A Potential Path to Safer AI Development

Imagine you're in a car with your loved ones, following an unfamiliar road up a spectacular mountain range. The problem? The way ahead is shrouded in fog, newly built, and lacking both signposts and guardrails. The farther you go, the more it's clear you might be the first ones to ever drive this route. To either side, you catch glimpses of precipitous slopes.

This scenario echoes the current trajectory of AI development – an exhilarating but unnerving journey into the unknown where we could easily lose control. Since the 1980s, I've been actively imagining what this technology has in store for humanity's future and contributed many of the advances that form the basis of state-of-the-art AI applications we use today.

I've always seen AI as a tool for helping us find solutions to our most pressing problems, including climate change, chronic diseases, and pandemics. However, my perspective completely changed in January 2023, shortly after OpenAI released ChatGPT to the public. It wasn't the capabilities of this particular AI that worried me, but rather how far private labs had already progressed toward Artificial General Intelligence (AGI) and beyond.

Since then, even more progress has been made, as private companies race to significantly increase their models' capacity to take autonomous action. Now, it is a common stated goal among leading AI developers to build AI agents that can surpass and replace humans.

However, this raises significant concerns about the potential risks of unchecked AI agency. As the capabilities and agency of AI increase, so too does its potential threat to public safety. Unchecked AI agency poses the greatest threat to public safety.
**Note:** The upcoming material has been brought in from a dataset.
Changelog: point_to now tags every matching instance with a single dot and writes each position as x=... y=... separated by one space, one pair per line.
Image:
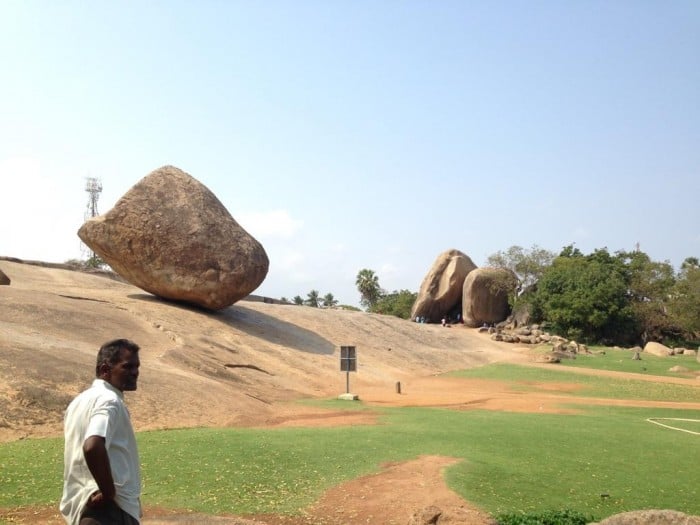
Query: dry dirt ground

So, my team and I are forging a new direction called "Scientist AI." It offers a practical, effective—but also more secure—alternative to the current uncontrolled agency-driven trajectory. Scientist AI would be built on a model that aims to more holistically understand the world. This model might comprise, for instance, the laws of physics or what we know about human psychology.

It could then generate a set of conceivable hypotheses that may explain observed data and justify predictions or decisions. Its outputs would not be programmed to imitate or please humans, but rather reflect an interpretable causal understanding of the situation at hand.

Basing Scientist AI on a model that is not trying to imitate what a human would do in a given context is an important ingredient to make the AI more trustworthy, honest, and transparent. It could be built as an extension of current state-of-the-art methodologies based on internal deliberation with chains-of-thought, turned into structured arguments.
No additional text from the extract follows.